Unauthorised payments: deemed or specific situations that are unauthorised payments: benefits in kind: living accommodation
Living accommodation held by an investment regulated pension scheme would be taxable property and subject to an unauthorised payments charge (see PTM134100). The following rules do not apply in the case of taxable property held by an investment-regulated pension scheme.
Where accommodation, other than work accommodation (see PTM133940), is provided for use by a person who is, or has been, a member (or someone within the person’s family or household) the cash equivalent of the benefit to the person who is, or has been, a member is taxable as an unauthorised payment. Examples of living accommodation are houses, flats, houseboats, holiday villas and apartments. Living accommodation is accommodation that allows the person to live independently, for example with a bathroom, kitchen, food storage areas as well as a bedroom etc.
The value of the benefit is the difference between
- the annual value of the accommodation for the taxable period, and
- any sums made good by the member to the scheme.
For all UK and overseas properties held by registered pension schemes, the annual value for this purpose is the amount of rent that would be payable if the property had been let on the open market under the terms of a commercial lease, in accordance with section 110 Income Tax (Earnings and Pensions) Act 2003 (ITEPA 2003) (and section 106 ITEPA 2003 for properties over £75,000) and not the gross rating value applied to UK properties.
Employees receiving a benefit in kind from the use of UK residential property provided by their employer have the annual value calculated using the property’s gross rateable value. This is a continuation of treatment that has been applied since the repeal of the General Rate Act 1967. The unauthorised payment charge on scheme members is new legislation and therefore there is no need to apply such a continuation of treatment. The annual value of a UK property will therefore be calculated on the value of rent that would be payable under a commercial lease.

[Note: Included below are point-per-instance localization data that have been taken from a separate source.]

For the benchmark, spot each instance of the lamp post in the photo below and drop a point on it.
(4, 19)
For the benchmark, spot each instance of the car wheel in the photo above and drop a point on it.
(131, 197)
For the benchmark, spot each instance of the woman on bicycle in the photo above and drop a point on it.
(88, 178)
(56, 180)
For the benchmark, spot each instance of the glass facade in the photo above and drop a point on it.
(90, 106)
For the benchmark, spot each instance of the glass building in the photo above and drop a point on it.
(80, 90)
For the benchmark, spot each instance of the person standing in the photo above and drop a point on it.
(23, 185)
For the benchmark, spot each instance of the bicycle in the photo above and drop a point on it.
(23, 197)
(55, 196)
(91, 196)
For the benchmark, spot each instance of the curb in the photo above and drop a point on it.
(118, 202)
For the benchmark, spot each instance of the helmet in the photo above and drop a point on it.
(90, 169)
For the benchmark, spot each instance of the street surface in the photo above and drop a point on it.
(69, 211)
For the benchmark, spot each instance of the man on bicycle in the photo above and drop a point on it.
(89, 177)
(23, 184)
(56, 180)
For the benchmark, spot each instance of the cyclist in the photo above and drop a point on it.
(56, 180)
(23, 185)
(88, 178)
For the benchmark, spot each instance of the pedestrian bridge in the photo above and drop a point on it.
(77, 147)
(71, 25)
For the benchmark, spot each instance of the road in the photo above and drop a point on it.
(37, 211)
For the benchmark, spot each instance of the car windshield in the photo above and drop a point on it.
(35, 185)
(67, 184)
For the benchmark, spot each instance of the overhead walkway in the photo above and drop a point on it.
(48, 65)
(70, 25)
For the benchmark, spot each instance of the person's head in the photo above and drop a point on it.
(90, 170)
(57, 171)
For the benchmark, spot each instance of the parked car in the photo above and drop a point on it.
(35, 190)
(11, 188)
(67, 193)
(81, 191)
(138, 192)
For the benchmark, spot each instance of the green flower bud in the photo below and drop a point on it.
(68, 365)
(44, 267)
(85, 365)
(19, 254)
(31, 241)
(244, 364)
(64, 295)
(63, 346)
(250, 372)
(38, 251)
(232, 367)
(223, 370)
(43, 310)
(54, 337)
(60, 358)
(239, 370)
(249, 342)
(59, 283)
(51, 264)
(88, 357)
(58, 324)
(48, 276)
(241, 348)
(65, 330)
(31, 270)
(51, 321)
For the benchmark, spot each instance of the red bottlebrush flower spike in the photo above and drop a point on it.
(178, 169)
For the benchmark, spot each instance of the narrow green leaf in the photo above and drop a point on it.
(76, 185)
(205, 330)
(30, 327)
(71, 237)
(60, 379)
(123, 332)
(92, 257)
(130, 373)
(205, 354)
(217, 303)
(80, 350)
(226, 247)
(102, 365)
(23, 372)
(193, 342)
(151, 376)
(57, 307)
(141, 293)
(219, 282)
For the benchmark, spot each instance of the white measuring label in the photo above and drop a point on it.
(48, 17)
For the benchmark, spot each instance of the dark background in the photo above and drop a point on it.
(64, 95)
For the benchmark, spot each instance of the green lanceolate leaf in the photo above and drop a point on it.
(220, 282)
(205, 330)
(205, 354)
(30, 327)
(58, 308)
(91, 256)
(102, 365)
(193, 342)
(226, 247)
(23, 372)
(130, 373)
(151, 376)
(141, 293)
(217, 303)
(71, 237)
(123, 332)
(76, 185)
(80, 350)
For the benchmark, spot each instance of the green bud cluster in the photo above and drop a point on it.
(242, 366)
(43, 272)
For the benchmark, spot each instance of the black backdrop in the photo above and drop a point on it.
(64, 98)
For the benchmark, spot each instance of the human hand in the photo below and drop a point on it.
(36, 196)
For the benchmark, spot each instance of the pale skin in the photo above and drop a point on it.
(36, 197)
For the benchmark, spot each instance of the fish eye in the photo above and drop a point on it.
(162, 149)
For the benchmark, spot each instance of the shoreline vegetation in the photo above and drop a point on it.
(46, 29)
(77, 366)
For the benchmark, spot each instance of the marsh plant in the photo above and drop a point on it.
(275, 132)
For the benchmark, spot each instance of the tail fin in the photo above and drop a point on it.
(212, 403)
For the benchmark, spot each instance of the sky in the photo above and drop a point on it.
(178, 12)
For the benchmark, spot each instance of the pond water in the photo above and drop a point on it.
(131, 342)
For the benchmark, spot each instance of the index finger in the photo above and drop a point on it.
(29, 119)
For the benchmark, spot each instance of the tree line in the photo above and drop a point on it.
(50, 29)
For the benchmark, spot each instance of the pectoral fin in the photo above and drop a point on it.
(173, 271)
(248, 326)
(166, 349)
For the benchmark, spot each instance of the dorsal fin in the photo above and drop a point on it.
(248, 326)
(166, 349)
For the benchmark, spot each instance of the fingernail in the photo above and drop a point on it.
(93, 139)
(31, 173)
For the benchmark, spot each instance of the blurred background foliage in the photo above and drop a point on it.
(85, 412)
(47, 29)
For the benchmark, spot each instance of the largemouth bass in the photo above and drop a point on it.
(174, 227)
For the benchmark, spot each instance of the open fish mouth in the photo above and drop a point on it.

JJ Ltd Registered Pension Scheme (which is not an investment-regulated pension scheme) buys a residential property for £200,000 and allows the member James to live in it for an annual rent of £800 per month. The open market rental value of the property is £1,000 per month. The official rate of interest for the year is 5%.
The amount of the unauthorised payment calculated under Sections 106 and 110 ITEPA is as follows:
Section 105 open market rental £12,000
Rent paid by member £9,600
Section 106 additional yearly rent
£200,000 -£ 75,000 x 5% £6,250
Excess rent Nil
Amount of unauthorised payment is £2,400 + £6,250 = £8,650
Tax due £8650 at £40 % = £3,460
Note that a charge will arise even if James pays the full market rent of £1,000 per month. The additional yearly rent remains at £6,250.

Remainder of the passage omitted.